Abstract

A study of threonine deaminase from Saccharomyces cerevisiae has been undertaken. The enzyme has been purified 50‐fold, with a low resolution of pyridoxal phosphate coenzyme. The purified enzyme is very unstable under all conditions tried so far. Properties have been studied with crude extracts. Optimum pH has been found to be 8.2. Isoleucine has complex effects on the enzyme activity. At a concentration of 0.1 mM, it is able to stimulate the enzyme. At higher concentrations, isoleucine inhibits. The Ki values increase with increasing pH, but 100% inhibition can be reached at all ranges of pH studied.
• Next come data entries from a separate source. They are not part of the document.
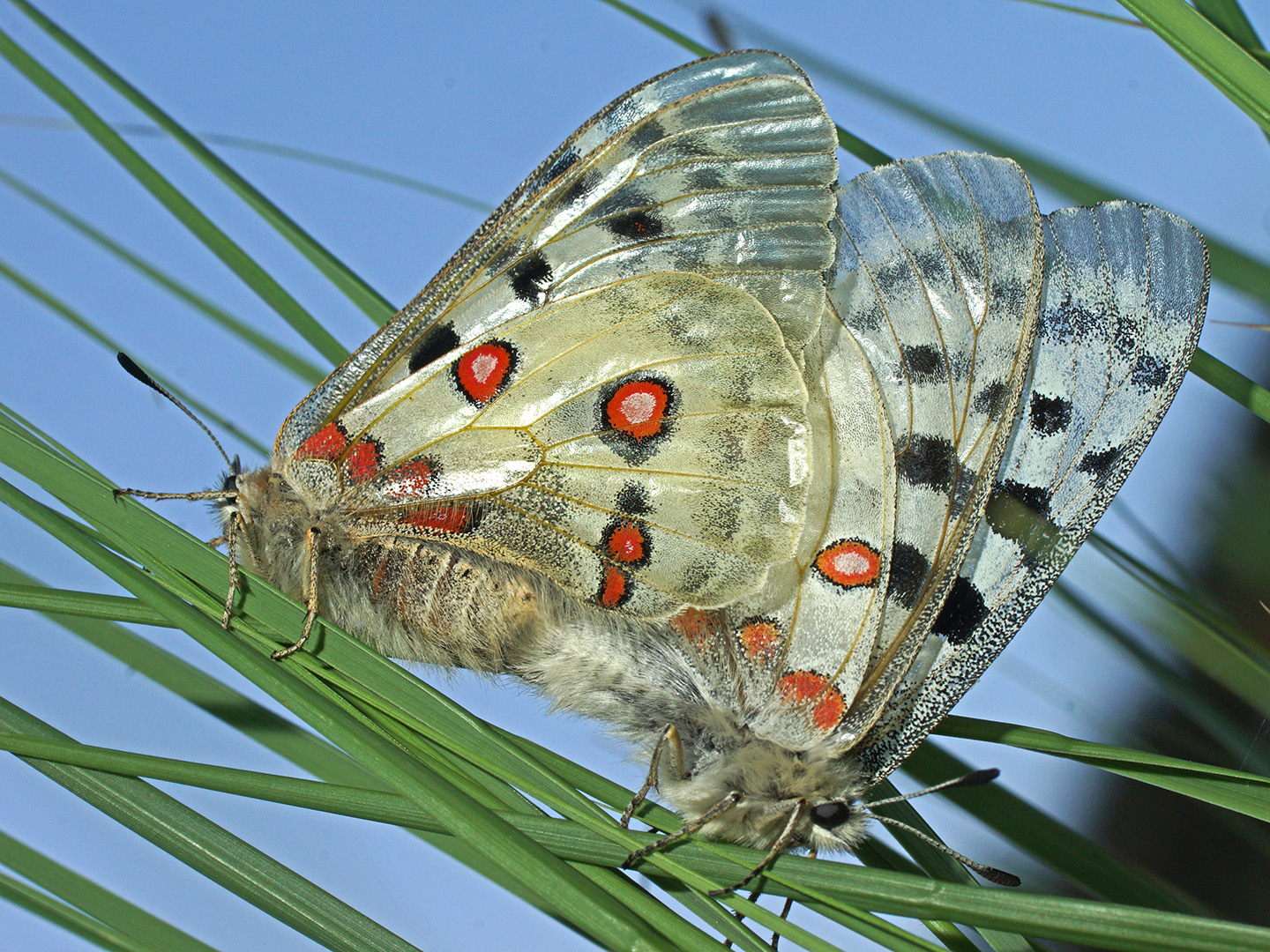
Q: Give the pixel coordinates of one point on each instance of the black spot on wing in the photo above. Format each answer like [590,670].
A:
[1149,372]
[963,612]
[637,227]
[706,176]
[563,163]
[990,400]
[925,363]
[632,499]
[646,135]
[1020,513]
[1050,415]
[929,461]
[908,571]
[530,279]
[1035,498]
[1099,462]
[579,188]
[436,343]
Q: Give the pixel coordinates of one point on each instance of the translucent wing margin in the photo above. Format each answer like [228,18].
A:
[1124,299]
[724,167]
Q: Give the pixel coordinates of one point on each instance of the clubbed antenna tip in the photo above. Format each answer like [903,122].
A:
[135,371]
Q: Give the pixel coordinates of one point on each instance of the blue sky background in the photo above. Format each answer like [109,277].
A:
[471,98]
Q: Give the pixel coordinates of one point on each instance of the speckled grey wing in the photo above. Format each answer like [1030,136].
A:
[938,280]
[723,167]
[1124,299]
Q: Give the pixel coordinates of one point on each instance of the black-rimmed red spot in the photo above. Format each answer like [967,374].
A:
[635,415]
[811,688]
[626,541]
[848,564]
[484,371]
[615,588]
[325,443]
[761,640]
[363,460]
[412,480]
[442,517]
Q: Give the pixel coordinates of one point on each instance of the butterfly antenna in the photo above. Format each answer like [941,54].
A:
[972,779]
[990,873]
[132,368]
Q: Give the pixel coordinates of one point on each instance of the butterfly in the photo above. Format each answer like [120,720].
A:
[758,470]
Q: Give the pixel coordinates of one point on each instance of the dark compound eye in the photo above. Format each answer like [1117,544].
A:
[831,814]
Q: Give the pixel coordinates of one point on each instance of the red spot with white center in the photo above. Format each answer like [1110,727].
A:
[638,407]
[444,517]
[759,640]
[325,443]
[615,588]
[626,542]
[363,460]
[484,371]
[412,480]
[848,562]
[811,688]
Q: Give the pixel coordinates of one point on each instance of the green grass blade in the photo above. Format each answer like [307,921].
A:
[1231,383]
[362,294]
[556,885]
[79,322]
[181,207]
[286,358]
[213,851]
[83,603]
[276,149]
[1233,790]
[88,897]
[1039,834]
[68,917]
[1217,57]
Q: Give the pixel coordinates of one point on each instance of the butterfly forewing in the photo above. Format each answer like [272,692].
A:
[675,175]
[648,464]
[1125,291]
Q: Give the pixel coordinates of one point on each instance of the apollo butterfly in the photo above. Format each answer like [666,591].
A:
[758,470]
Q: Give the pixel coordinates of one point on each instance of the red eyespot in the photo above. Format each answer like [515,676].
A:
[848,562]
[761,640]
[410,480]
[325,443]
[615,588]
[363,460]
[698,628]
[444,517]
[626,542]
[638,407]
[805,687]
[484,371]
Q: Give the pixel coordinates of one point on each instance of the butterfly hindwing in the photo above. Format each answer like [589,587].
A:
[938,280]
[1125,291]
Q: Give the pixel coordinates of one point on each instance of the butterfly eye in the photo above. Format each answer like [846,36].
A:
[831,814]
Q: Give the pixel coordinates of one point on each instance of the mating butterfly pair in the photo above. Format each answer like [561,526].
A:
[757,470]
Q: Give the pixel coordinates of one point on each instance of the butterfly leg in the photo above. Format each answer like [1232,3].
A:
[310,596]
[687,830]
[782,843]
[231,551]
[669,736]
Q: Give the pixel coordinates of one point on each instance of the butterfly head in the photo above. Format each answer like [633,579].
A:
[818,790]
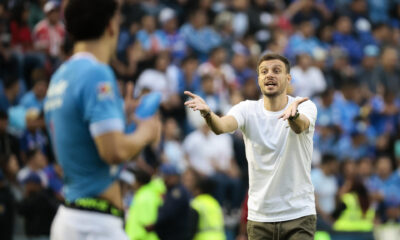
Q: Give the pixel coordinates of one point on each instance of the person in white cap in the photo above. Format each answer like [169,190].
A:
[48,34]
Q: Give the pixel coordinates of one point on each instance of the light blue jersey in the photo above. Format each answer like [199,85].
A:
[83,102]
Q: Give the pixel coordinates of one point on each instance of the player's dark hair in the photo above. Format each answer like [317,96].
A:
[274,56]
[88,19]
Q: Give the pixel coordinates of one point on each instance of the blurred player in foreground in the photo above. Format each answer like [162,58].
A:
[86,120]
[278,134]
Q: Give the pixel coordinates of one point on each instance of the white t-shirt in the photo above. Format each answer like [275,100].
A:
[326,188]
[279,162]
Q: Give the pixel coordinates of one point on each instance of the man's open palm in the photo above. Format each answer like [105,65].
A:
[196,103]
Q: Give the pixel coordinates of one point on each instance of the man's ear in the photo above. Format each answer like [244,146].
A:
[289,78]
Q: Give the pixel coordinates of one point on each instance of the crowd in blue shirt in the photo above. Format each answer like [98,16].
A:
[211,48]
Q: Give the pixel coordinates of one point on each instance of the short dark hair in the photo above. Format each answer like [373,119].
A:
[88,19]
[274,56]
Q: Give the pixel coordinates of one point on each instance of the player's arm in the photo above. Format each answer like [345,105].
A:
[217,124]
[116,147]
[298,122]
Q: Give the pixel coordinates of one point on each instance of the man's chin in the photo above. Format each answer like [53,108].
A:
[271,94]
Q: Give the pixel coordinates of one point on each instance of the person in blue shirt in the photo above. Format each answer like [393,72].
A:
[84,114]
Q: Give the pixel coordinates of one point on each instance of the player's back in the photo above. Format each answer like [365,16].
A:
[82,97]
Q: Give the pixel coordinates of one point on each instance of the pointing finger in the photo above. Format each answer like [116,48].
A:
[188,93]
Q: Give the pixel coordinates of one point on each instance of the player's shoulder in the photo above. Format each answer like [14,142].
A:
[308,103]
[249,103]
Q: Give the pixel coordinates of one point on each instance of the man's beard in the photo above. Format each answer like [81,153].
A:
[273,94]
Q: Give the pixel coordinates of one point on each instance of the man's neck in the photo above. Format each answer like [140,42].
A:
[95,47]
[276,103]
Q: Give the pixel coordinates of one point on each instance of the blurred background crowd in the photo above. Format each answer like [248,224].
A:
[344,56]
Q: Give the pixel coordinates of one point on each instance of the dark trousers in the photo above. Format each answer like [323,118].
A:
[297,229]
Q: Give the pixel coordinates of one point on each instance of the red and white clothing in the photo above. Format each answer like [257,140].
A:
[49,37]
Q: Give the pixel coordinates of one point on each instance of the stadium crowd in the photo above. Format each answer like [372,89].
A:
[344,55]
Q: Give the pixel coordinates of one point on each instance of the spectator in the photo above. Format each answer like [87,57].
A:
[34,98]
[143,210]
[7,203]
[387,73]
[212,156]
[35,163]
[174,39]
[173,150]
[240,63]
[156,79]
[348,104]
[9,144]
[21,39]
[355,211]
[378,10]
[173,216]
[201,38]
[310,11]
[208,216]
[366,69]
[384,113]
[220,70]
[224,26]
[384,189]
[208,93]
[36,13]
[326,187]
[303,41]
[38,207]
[307,80]
[9,97]
[152,40]
[49,33]
[33,137]
[343,38]
[241,19]
[187,73]
[54,176]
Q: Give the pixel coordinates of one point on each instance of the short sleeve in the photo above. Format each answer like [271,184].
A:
[239,113]
[309,110]
[102,103]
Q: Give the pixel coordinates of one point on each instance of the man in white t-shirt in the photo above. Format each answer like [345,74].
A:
[278,134]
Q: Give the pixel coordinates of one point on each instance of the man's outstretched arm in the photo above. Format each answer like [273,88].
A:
[217,124]
[297,121]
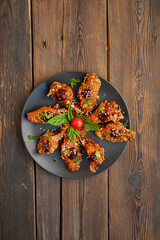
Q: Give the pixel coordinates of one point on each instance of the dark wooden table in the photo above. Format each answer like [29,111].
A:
[120,41]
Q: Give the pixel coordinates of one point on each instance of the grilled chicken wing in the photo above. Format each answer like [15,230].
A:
[95,153]
[115,132]
[43,114]
[88,92]
[71,153]
[49,142]
[61,92]
[107,111]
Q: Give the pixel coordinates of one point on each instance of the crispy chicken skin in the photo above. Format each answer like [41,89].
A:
[107,111]
[68,148]
[95,153]
[37,116]
[61,92]
[115,132]
[49,142]
[88,92]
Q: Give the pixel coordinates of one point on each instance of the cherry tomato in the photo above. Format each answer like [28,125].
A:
[77,122]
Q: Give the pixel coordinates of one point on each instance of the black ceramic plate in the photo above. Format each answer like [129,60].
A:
[38,98]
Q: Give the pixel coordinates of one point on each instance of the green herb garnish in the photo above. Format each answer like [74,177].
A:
[59,119]
[98,155]
[102,109]
[108,136]
[88,103]
[33,137]
[72,133]
[125,124]
[88,124]
[70,115]
[67,151]
[44,115]
[47,131]
[74,81]
[49,137]
[55,159]
[76,159]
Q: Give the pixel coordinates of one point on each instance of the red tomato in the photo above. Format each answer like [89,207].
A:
[77,123]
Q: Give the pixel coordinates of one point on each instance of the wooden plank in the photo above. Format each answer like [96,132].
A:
[134,182]
[85,202]
[47,49]
[17,203]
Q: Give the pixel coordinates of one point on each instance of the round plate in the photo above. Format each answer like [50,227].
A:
[38,98]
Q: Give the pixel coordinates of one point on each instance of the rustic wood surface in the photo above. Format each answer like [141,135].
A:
[119,40]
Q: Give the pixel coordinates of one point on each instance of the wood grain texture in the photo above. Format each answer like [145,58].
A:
[134,181]
[85,202]
[17,203]
[47,17]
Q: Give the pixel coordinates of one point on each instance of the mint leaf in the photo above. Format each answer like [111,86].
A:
[59,119]
[70,115]
[91,126]
[55,159]
[74,81]
[33,137]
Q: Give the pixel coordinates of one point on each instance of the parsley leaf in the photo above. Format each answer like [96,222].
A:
[76,159]
[102,109]
[74,81]
[70,115]
[44,115]
[72,133]
[91,126]
[108,136]
[88,103]
[67,151]
[47,131]
[59,119]
[55,159]
[49,137]
[88,124]
[125,124]
[33,137]
[98,155]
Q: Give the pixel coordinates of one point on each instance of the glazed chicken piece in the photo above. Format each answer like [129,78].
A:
[61,92]
[95,153]
[107,111]
[43,114]
[71,153]
[88,92]
[115,132]
[49,142]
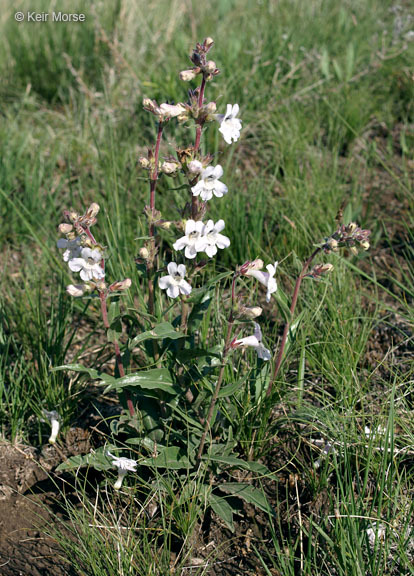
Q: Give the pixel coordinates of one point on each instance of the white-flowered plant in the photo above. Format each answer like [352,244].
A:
[72,248]
[213,238]
[209,184]
[88,264]
[124,466]
[253,341]
[266,278]
[193,241]
[175,282]
[54,418]
[176,346]
[230,125]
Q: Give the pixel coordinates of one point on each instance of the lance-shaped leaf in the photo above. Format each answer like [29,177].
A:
[157,379]
[160,331]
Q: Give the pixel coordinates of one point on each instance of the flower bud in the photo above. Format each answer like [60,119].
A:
[76,290]
[188,75]
[169,167]
[210,66]
[143,162]
[121,285]
[143,252]
[249,312]
[164,224]
[172,110]
[65,228]
[195,167]
[211,108]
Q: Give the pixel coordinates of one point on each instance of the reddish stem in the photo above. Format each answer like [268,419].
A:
[287,325]
[199,129]
[104,311]
[220,376]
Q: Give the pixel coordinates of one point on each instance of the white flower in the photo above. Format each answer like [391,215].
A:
[209,184]
[76,290]
[174,283]
[266,278]
[213,238]
[88,264]
[254,341]
[72,248]
[195,167]
[54,420]
[193,241]
[230,126]
[124,466]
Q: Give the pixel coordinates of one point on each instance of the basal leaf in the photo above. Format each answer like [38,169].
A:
[249,494]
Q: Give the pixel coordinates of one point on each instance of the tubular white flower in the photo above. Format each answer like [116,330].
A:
[172,110]
[174,283]
[213,238]
[230,126]
[253,341]
[88,265]
[76,290]
[54,419]
[266,278]
[124,466]
[193,241]
[209,184]
[72,248]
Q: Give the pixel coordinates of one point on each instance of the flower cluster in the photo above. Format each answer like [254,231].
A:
[202,176]
[347,236]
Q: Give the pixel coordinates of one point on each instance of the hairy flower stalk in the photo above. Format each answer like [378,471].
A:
[346,236]
[90,263]
[227,348]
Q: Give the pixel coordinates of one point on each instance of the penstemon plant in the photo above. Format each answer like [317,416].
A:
[174,372]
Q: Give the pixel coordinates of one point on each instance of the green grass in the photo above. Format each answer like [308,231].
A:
[317,82]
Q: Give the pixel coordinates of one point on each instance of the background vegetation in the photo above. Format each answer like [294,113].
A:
[327,101]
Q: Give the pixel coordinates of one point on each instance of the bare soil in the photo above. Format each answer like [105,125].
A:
[26,490]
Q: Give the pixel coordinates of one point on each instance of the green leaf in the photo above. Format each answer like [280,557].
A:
[94,374]
[249,494]
[231,388]
[163,330]
[197,293]
[157,379]
[238,463]
[171,457]
[223,510]
[199,311]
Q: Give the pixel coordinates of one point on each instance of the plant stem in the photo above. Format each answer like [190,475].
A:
[104,311]
[279,357]
[151,263]
[118,355]
[199,129]
[220,376]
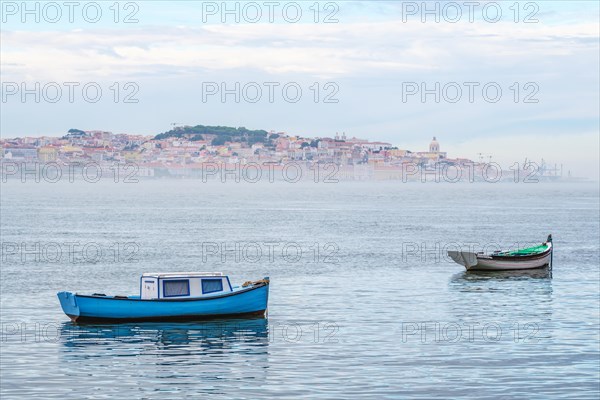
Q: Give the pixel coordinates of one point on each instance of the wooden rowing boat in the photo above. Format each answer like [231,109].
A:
[528,258]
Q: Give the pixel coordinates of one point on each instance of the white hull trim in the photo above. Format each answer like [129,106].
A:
[480,262]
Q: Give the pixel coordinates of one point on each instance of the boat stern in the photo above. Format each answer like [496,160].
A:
[467,259]
[69,305]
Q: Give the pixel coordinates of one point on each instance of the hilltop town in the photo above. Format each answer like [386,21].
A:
[186,150]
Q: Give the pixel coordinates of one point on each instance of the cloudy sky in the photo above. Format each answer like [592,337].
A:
[504,80]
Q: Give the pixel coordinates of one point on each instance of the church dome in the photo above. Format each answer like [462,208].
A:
[434,146]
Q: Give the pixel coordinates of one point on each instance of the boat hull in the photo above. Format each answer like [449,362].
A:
[80,308]
[480,262]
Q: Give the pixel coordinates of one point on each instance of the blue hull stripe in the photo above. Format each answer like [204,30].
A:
[246,301]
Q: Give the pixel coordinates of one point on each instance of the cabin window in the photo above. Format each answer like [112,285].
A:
[212,285]
[175,288]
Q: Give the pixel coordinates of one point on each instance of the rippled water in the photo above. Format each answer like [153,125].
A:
[376,312]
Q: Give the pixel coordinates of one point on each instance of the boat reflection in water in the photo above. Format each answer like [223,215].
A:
[217,353]
[482,276]
[525,295]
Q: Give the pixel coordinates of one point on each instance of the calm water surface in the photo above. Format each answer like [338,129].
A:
[363,302]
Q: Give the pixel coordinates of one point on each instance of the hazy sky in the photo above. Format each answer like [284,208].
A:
[373,58]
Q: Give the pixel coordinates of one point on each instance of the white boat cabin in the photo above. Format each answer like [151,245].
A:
[181,285]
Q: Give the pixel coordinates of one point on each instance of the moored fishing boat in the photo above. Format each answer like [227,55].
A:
[171,296]
[528,258]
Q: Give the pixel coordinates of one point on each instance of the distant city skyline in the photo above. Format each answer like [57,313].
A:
[174,57]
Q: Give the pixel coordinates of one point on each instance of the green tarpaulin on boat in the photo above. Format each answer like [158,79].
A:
[525,252]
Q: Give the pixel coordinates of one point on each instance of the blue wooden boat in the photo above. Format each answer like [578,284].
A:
[171,296]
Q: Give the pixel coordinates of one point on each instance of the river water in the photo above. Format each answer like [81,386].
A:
[363,301]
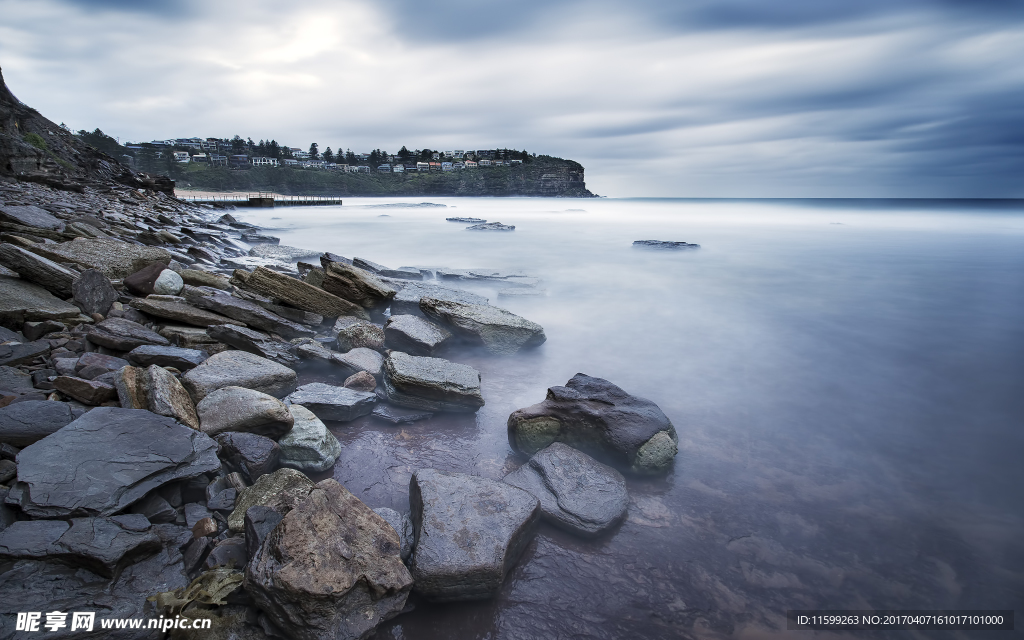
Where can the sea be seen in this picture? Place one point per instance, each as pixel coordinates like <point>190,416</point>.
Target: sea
<point>846,378</point>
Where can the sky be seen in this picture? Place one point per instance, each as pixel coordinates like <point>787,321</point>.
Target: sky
<point>697,98</point>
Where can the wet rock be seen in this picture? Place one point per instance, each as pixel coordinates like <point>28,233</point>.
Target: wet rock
<point>356,285</point>
<point>25,423</point>
<point>469,532</point>
<point>179,358</point>
<point>48,274</point>
<point>309,445</point>
<point>103,546</point>
<point>282,491</point>
<point>331,402</point>
<point>402,524</point>
<point>251,454</point>
<point>595,416</point>
<point>354,333</point>
<point>107,460</point>
<point>255,342</point>
<point>330,569</point>
<point>360,381</point>
<point>500,331</point>
<point>238,409</point>
<point>577,493</point>
<point>123,335</point>
<point>296,293</point>
<point>239,369</point>
<point>414,335</point>
<point>431,383</point>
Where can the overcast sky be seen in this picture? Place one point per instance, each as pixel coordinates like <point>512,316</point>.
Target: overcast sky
<point>654,97</point>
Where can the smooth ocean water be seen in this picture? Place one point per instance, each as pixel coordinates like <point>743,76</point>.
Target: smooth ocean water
<point>846,377</point>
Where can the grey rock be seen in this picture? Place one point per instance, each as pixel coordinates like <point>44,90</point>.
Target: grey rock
<point>25,423</point>
<point>414,335</point>
<point>431,383</point>
<point>239,409</point>
<point>107,460</point>
<point>317,587</point>
<point>239,369</point>
<point>597,417</point>
<point>500,331</point>
<point>577,493</point>
<point>309,445</point>
<point>469,532</point>
<point>331,402</point>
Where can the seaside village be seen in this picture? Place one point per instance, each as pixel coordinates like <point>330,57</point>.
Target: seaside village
<point>221,153</point>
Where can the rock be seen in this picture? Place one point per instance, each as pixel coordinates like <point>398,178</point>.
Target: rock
<point>282,491</point>
<point>179,358</point>
<point>356,285</point>
<point>353,333</point>
<point>103,546</point>
<point>360,381</point>
<point>48,274</point>
<point>330,569</point>
<point>402,525</point>
<point>25,423</point>
<point>469,532</point>
<point>431,383</point>
<point>107,460</point>
<point>251,454</point>
<point>358,359</point>
<point>238,409</point>
<point>141,283</point>
<point>255,342</point>
<point>115,258</point>
<point>239,369</point>
<point>500,331</point>
<point>181,312</point>
<point>30,216</point>
<point>595,416</point>
<point>85,391</point>
<point>166,396</point>
<point>297,293</point>
<point>123,335</point>
<point>397,415</point>
<point>22,301</point>
<point>330,402</point>
<point>414,335</point>
<point>309,445</point>
<point>577,493</point>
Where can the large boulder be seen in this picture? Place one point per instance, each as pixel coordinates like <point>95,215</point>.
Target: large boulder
<point>577,493</point>
<point>107,460</point>
<point>309,445</point>
<point>239,369</point>
<point>500,331</point>
<point>330,569</point>
<point>469,532</point>
<point>431,383</point>
<point>238,409</point>
<point>331,402</point>
<point>595,416</point>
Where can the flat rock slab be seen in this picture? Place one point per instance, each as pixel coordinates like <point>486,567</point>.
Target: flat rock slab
<point>577,493</point>
<point>107,460</point>
<point>601,419</point>
<point>431,383</point>
<point>239,369</point>
<point>469,532</point>
<point>331,402</point>
<point>500,331</point>
<point>331,568</point>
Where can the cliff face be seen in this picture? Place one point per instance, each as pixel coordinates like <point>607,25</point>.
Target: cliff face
<point>35,150</point>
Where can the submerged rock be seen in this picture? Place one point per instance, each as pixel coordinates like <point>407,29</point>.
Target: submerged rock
<point>595,416</point>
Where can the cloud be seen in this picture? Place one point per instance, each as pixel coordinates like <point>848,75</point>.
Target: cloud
<point>730,98</point>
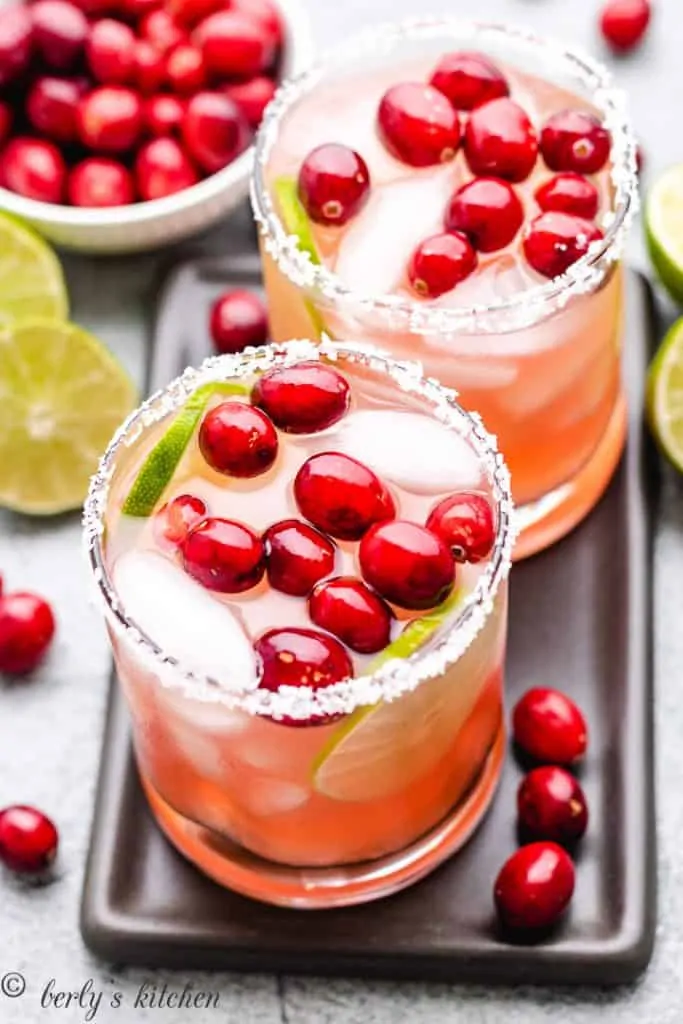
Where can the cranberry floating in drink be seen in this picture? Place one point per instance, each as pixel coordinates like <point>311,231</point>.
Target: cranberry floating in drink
<point>311,652</point>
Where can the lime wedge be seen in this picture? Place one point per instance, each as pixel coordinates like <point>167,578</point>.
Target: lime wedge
<point>664,228</point>
<point>61,396</point>
<point>32,284</point>
<point>665,394</point>
<point>161,464</point>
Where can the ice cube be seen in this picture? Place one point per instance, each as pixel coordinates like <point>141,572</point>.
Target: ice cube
<point>184,621</point>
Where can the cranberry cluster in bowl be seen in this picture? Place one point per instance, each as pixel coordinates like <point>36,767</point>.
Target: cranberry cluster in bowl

Affinity of the enzyme for its substrate is even more strongly modified by pH.a) Substrate cooperativity, nil at pH 7, intermediate at pH 8, seems to be maximum at pH 9. At any pH, the substrate cooperativity can be suppressed by addition of L‐valine. In addition, rather low concentrations of isoleucine also act partly as valine does.b) Apparent Km values, measured in the presence of valine, vary with pH in the opposite direction to Ki values. Hill's coefficients for substrate and inhibitor reflect these findings. For threonine alone, they vary from 1.2 at pH 7 to 3 at pH 9. In the presence of valine, they remain close to 1, at all pH. Isoleucine, 0.1 mM, produces an incomplete effect compared to valine. For isoleucine inhibition, the cooperativity coefficients remain close to 3 at all pH. The molecular weight of the enzyme has been determined to be roughly 1.2 × 105, at pH 6.8 and at pH 8.7. Thermal inactivation is unimodal and fails to show desensitization of the enzyme in any of the conditions tried.The implications of these results on the structure of the enzyme have been discussed.